A feedforward, multilayer perceptron artificial neural network (hereafter called a neural network) is a function f:ℝm→ℝn constructed by an iterative process in order to approximate a training function g:P→T between two finite sets of points P and T called the inputs and target outputs, where P⊆X⊂ℝm and T⊂ℝn. In a context where a target output value represents the classification of an input point, the neural network f is a solution to a classification or clustering problem because f has been trained to learn the rule of association of inputs with target outputs given by g. In this manner, many clustering problems for high dimensional data sets X⊂ℝm have been solved by finding collections of points in the domain of f that have similar output values, which is to say that the level sets of a neural network are solutions to a clustering problem [8–12]. Although neural networks are adept at solving clustering problems, it is hard to visualize these clusters when the neural network’s domain has dimension m>3. To address this limitation, Mapper will be used to construct a low-dimensional, visualizable topological model that shows the clusters in the level sets of f as well as how clusters in neighboring level sets are connected. More generally, using Mapper to make a cluster diagram of the level sets of a neural network will provide a low-dimensional picture of the solution to a clustering problem that makes interpreting the neural network results much easier.
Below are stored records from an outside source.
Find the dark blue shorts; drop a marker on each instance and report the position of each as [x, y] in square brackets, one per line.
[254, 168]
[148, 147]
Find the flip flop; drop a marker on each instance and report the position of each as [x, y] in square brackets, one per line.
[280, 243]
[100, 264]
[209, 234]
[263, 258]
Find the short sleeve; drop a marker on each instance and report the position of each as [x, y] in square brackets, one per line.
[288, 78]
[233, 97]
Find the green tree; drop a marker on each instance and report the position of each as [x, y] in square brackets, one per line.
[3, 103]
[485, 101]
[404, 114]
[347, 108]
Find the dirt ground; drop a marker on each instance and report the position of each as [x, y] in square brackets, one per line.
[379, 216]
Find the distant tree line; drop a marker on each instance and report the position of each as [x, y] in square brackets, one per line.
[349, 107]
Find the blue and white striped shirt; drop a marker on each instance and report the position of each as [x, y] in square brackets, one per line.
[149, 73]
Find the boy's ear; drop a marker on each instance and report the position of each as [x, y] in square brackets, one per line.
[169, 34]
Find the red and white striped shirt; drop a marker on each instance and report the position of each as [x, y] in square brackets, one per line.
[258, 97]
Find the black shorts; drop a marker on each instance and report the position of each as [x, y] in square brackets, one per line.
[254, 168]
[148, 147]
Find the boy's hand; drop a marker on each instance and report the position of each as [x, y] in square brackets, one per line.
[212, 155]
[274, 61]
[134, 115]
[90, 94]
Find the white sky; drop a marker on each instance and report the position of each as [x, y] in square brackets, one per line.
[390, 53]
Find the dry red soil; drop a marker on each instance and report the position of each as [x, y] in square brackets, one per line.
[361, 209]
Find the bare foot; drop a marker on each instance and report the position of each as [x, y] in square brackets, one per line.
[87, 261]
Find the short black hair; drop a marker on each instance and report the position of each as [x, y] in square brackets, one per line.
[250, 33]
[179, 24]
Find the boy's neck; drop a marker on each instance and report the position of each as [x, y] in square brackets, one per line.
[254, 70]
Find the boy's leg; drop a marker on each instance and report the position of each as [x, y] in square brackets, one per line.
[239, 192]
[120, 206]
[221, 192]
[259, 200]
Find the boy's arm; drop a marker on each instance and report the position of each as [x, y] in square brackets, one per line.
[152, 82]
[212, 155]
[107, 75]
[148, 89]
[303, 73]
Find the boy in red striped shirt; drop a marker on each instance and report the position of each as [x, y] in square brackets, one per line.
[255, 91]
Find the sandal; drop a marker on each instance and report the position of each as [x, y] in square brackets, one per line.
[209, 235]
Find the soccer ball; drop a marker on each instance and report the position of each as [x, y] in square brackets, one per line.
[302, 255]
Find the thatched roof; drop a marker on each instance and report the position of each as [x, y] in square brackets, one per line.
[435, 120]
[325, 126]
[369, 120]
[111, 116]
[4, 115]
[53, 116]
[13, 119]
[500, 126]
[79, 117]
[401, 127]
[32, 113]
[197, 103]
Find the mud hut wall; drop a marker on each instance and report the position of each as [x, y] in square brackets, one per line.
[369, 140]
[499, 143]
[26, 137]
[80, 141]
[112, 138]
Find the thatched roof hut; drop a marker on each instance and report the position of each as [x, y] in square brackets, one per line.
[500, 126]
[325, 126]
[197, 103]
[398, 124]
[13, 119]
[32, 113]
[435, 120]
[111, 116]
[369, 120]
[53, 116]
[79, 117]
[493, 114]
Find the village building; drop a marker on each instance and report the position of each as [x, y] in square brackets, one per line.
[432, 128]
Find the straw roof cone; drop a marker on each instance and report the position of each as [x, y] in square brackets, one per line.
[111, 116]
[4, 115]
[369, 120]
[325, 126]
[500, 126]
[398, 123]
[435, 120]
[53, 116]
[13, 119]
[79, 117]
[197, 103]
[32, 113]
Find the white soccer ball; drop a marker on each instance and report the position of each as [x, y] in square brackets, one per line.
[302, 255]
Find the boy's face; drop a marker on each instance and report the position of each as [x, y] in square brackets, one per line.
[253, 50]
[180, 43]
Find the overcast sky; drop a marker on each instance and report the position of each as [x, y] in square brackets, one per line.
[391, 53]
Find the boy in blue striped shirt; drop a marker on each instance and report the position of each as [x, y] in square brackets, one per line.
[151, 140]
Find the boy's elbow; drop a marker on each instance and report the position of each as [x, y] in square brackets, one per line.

The research presented in this paper uses the Miller-Reaven diabetes study data [13, 14] as a case study for the method of using a neural network to solve a clustering problem and Mapper to visualize and interpret the results. A neural network is constructed that classifies patients of a diabetes study as overt diabetic, chemical diabetic, or not diabetic based on the results of five medical tests. The neural network is trained using the five medical tests as inputs and the diagnosis of diabetes type as the target output. At several intermediate stages of the weight update process during the construction of this neural network, the Mapper method is used to create a topological model of the level sets of the neural network at that stage of its formation. The results are compared to principal component analysis (PCA) as a means to validate the method. The general method presented in this paper for solving and visualizing clustering problems combines the efficacy of neural networks, which are nonlinear functions that have a proven track record for solving a wide variety of clustering problems whenever a training function is available [15], with the clarity and simplicity of the cluster diagrams produced by the Mapper method to make the neural network’s solution to the clustering problem readily comprehensible.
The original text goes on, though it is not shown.